There's already competition in the baby signing business.
Vincent Kiteley is the director of sales and marketing for Seattle-based Sign2Me, which is also based on academic research but exclusively uses American Sign Language.
He was critical of Baby Signs because it uses a mix of American Sign Language with new signs that are meant to be easier for tiny hands to make.
''In the same sense you wouldn't teach a made-up spoken language, we do not believe it's proper to make up a signing language," he said.
Children don't articulate words perfectly when they first start trying but learn to with help; the same is true of signs, said Kiteley.
''The whole concept is still in its infancy," said Kiteley, who predicted that as interest grows, there would be more of a demand for American Sign Language than for the Baby Signs language. ''The general market that knows what it is is still small."

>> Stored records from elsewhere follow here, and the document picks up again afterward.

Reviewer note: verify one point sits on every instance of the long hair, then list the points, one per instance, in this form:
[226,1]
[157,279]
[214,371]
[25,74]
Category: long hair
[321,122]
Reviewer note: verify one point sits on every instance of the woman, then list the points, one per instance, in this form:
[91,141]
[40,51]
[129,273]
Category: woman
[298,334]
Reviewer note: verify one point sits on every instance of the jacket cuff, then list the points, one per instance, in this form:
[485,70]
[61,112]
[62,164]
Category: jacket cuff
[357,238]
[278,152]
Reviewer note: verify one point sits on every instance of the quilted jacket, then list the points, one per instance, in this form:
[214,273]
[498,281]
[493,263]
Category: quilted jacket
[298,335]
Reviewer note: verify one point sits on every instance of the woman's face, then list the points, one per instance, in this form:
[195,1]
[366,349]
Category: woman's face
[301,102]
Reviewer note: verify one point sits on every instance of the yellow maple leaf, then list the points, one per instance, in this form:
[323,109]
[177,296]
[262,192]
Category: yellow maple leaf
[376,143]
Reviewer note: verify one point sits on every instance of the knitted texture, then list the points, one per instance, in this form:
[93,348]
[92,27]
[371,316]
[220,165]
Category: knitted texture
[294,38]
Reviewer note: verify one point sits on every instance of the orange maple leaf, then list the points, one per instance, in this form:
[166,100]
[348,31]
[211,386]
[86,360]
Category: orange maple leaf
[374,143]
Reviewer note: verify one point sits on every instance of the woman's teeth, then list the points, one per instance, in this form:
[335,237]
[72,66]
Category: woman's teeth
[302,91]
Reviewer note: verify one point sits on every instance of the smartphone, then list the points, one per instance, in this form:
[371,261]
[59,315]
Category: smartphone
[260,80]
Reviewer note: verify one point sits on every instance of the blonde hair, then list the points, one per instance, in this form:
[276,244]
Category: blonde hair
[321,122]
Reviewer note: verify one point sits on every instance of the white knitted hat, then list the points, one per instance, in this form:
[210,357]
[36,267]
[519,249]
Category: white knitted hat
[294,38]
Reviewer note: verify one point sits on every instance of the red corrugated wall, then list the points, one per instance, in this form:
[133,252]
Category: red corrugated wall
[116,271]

Sign2Me, like Baby Signs, has instructors all over the country and is also taught in some Gymboree centers, but the company has only one instructor in Massachusetts.
Baby Signs lists seven instructors and locations in the Boston area on its website.
A Globe reporter observed two Isis classes, one in Brookline where the children were in their fifth week, and a first day of class in Needham.
In Needham, the babies weren't signing yet but cooed and hummed what seemed to be cheerful approval of all the proceedings. Sometimes they attentively watched their mothers make signs; other times they were more interested in one another. In the more advanced Brookline class, there was some semblance of signing -- signs for ''milk" and ''dog" were spotted -- but it was impossible to tell whether the babies were communicating or just mimicking.
Maggie Magner, who led the two classes, is a believer who said she has seen signing work with her own kids. She has two sons, ages 3 and 4, but she only taught the younger one to sign. He talked much earlier than his older brother, she said, and was much less prone to tantrums.
What really sold her was the lower frustration factor, she said. One day she was walking her younger son, then about a year old, in a stroller around a pond when he started whining. He had something to say but he couldn't talk yet, so he used sign language instead.
He signed, ''Where are the ducks?" Magner said. And she answered -- with her hands -- that it was too cold for ducks and they were gone.
''Had I given him juice, he would have been livid, " she said. ''He had a question. We could sign to each other, then he was fine."